To access past papers to help with your revision, please click on the exam board links below:
- AQA Exam Board Past Papers; [https://www.aqa.org.uk/find-past-papers-and-mark-schemes]
- Edexcel Exam Board Past Papers; [https://qualifications.pearson.com/en/support/support-topics/exams/past-papers.html]
- OCR Exam Board Past Papers; [https://www.ocr.org.uk/qualifications/past-paper-finder/]
- EDUQAS Exam Board Past Papers. [https://www.eduqas.co.uk/home/past-papers/]
|English Language||AQA||Art & Design (Fine Art)||AQA|
|English Literature||AQA||Biology B||EdExcel|
|Science Trilogy (Combined)||AQA||Chemistry||EdExcel|
|Art & Design (Fine Art)||AQA||Computer Science||AQA|
|Art & Design (Photography)||AQA||Drama & Theatre||EdExcel|
|Design & Technology||AQA||Psychology||AQA|
|Food & Nutrition||EDUQAS|
|Health & Social Care (Cambridge National)||OCR|
|Creative iMedia (Cambridge National)||OCR|
Before the Examination
Again, everyone has their own personal routines, but these tips could make the difference:
- Ensure you know the correct time, date and venue of the exam
- Prepare resources the night before (i.e. calculator, pen, pencil etc.)
- Get a good night’s sleep.
- Have a good breakfast and stay hydrated
- Don’t be put off by what others say.
- Think positively; don’t underestimate yourself.
- Visualise your revision material and remain calm.
During the Examination
It’s important to remain focused during an examination. If you have put in the hours preparing, then the exam is just a chance for you to showcase your talent!
- Read the question carefully. Read it more than once and take time to think about your answer
- Save time by not repeating the question.
- Use the amount of marks to gauge how many points to make.

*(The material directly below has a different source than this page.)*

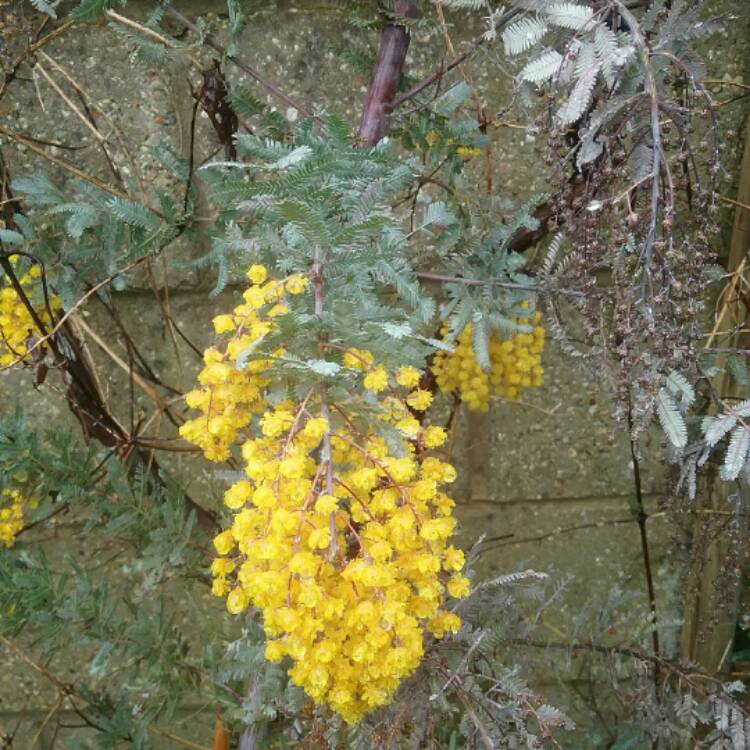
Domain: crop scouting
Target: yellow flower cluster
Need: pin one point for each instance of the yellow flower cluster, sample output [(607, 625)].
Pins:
[(16, 324), (12, 502), (339, 538), (515, 364)]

- Understand the command words (describe, list, evaluate, explain etc.)
- Re-read your answers and double check you have included everything.
After the examination:
Time to reflect on the exam and ask yourself the following questions:
- What did you do well?
- What have you learnt for the next examination?
- What do you need to improve next time?
Coping with GCSEs and A Levels
- The work you do now is extremely important.
- Work hard now and you will be better prepared. Never settle for a first draft of work. You can always improve.
- Complete all classwork and homework! Missing work could potentially cost you marks and that grade you want to achieve.
- At the end of the day you study for yourself and your bright and wonderful future!
Planning a Successful Journey through Exams
- Become familiar with the way that each exam course is taught.
- Be clear about what is being examined and how.
- Know when examinations are due to take place.
- Look ahead and see how the programme being studied has been prepared.
- Look ahead and anticipate times when work has to be complete and passed on for assessment.
When students receive a full examination timetable check the dates and add them to calendars and planners.